Doug Marshall: [00:22:52] And there are the human factors that you want to get as much out of the human factor as possible. If I wake up on Monday morning and start evaluation and I did not have a very good weekend, that might color my world a little bit to where my process is going to be different. And I think the same thing can happen to a CFO, so it’s better to have somebody to come in and do something objective. I don’t think having your CFO give an estimate is a bad idea, but I also wouldn’t take the CFO off of CFO type of stuff to go through a full-blown valuation, because that is going to take time.

Mike Blake: [00:23:39] And you mentioned something that I think is really important, and that is the independence. In the CPA example, can you really trust your CPA to tell you that your baby is ugly, or are they going to be a little concerned that in doing that, that the fees for their other services might be in jeopardy, or the CFO might be concerned that his or her job might be imperiled if you come back and say, your baby is ugly, this company isn’t really worth very much?

Mike Blake: [00:24:16] And candidly, that’s something that I address here at Brady Ware. When we receive an internal referral from an existing client, one of the first questions I—the first question I ask is, is there any scenario under which the answer that we come up with would make the client mad at us? And if the answer is yes or even if it’s supposedly infinitesimally small, and it probably isn’t, it’s probably bigger than we think it is, then even I’ll refer it out, because it’s just not worth it.

Doug Marshall: [00:24:52] I hear you on that. And I’m not trying to be self-serving for the two of us saying, you shouldn’t use your CPA, you shouldn’t use your CFO, I’m saying, as is good practice, there’s a lot of reasons to look outside to get that information.

Mike Blake: [00:25:08] So, I think the most common or maybe most accessible thesis for this is to have a valuation done annually, because you’re in a mode now where this might be the year that you’re going to sell, either you just decide that you want to throw it in, or this is the year that somebody calls you on the phone and makes an offer that you don’t hang up on them on. Are there other reasons to do it annually other than just be ready for a proposal to sell?

Doug Marshall: [00:25:40] I think it’s going to be easier if you do it on an annual basis.
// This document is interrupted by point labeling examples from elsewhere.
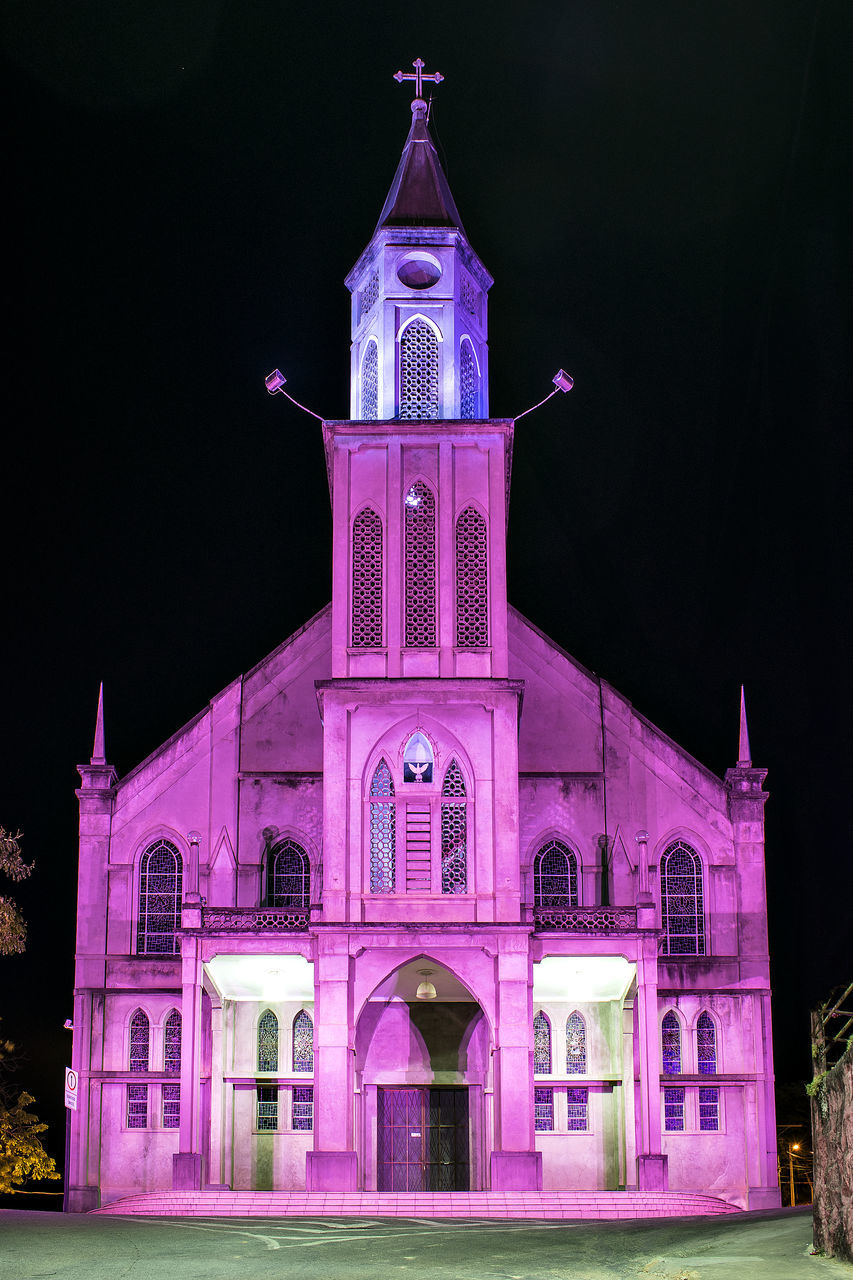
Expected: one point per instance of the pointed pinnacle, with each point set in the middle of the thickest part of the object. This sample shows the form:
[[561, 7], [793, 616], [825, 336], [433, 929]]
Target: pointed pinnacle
[[97, 749], [744, 758]]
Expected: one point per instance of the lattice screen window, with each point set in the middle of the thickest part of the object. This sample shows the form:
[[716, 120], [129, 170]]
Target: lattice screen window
[[172, 1043], [541, 1045], [575, 1045], [420, 567], [170, 1106], [543, 1109], [706, 1045], [469, 382], [366, 580], [267, 1104], [137, 1106], [140, 1041], [682, 901], [670, 1045], [471, 581], [383, 831], [419, 371], [576, 1110], [369, 296], [454, 831], [160, 881], [708, 1110], [287, 876], [302, 1107], [674, 1110], [268, 1042], [555, 876], [370, 383], [302, 1042]]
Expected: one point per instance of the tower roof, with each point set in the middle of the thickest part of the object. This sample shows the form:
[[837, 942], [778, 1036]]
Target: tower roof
[[419, 195]]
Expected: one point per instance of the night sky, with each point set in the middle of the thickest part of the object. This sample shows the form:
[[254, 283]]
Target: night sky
[[662, 193]]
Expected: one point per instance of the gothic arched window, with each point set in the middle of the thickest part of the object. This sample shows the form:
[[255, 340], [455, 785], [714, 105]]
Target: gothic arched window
[[555, 876], [468, 380], [706, 1045], [419, 513], [288, 882], [137, 1095], [366, 580], [471, 581], [419, 371], [541, 1045], [682, 901], [268, 1041], [575, 1045], [302, 1042], [370, 383], [383, 831], [454, 831], [172, 1043], [160, 880], [671, 1045]]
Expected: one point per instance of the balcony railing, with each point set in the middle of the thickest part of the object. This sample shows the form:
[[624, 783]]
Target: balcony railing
[[254, 919], [585, 919]]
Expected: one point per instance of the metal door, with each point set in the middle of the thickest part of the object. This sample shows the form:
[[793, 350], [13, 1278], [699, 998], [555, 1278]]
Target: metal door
[[423, 1139]]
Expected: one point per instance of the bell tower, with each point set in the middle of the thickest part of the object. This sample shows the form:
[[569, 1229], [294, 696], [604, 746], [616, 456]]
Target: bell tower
[[419, 297]]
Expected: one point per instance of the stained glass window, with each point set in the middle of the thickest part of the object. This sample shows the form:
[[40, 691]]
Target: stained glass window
[[137, 1106], [671, 1045], [287, 876], [674, 1110], [706, 1045], [543, 1109], [541, 1045], [419, 515], [708, 1110], [454, 831], [555, 876], [575, 1045], [302, 1042], [468, 380], [267, 1106], [170, 1106], [366, 580], [682, 901], [140, 1037], [370, 383], [576, 1107], [471, 581], [419, 371], [383, 831], [268, 1042], [160, 878], [302, 1116], [172, 1043]]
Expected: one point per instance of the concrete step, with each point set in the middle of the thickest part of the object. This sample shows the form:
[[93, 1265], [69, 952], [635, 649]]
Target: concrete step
[[500, 1205]]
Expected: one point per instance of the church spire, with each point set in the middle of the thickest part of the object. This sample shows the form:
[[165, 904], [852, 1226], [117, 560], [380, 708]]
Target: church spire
[[744, 758], [99, 755]]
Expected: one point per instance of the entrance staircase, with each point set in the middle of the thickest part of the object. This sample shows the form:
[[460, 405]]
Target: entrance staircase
[[506, 1205]]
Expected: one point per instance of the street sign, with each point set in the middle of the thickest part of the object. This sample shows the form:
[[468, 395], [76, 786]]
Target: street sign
[[71, 1089]]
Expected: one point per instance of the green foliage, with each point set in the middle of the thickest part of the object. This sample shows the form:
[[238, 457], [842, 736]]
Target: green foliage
[[22, 1156], [13, 927]]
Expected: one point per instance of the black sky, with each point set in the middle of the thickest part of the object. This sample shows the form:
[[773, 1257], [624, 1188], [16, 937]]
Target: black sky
[[662, 193]]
It might not be as costly, because a lot of the information is already there, and you just have to check and see what has changed. I think the habit of it is going to make it easier if you do it every five years. It’s like, you might say, ah, we can wait another year. But doing it every year probably makes the most sense, because then, I can quickly look at a company’s financials, and say, not much has changed here, so we’re probably not going to come up with too far of a different result, but it’s good to know.

Doug Marshall: [00:26:16] And I also might want to ask, why haven’t you grown, or why did your sales fall off, or why did your expenses go higher? What’s really fascinating about a valuation is that when you look at your accounting statements, your cash flow, your net cash flow statement, your gross revenue, your balance sheet, you can kind of pick and choose what numbers you focus in on to make yourself feel better as a business owner, and we’re just human, right? But the valuation puts together all of that stuff and comes out with one number. So, it throws it all in the mix, does all the calculations, looks at the future cash flow, and it acts as a barometer. So, it doesn’t allow the owner to kind of cheat themselves by telling them a story that’s not necessarily true.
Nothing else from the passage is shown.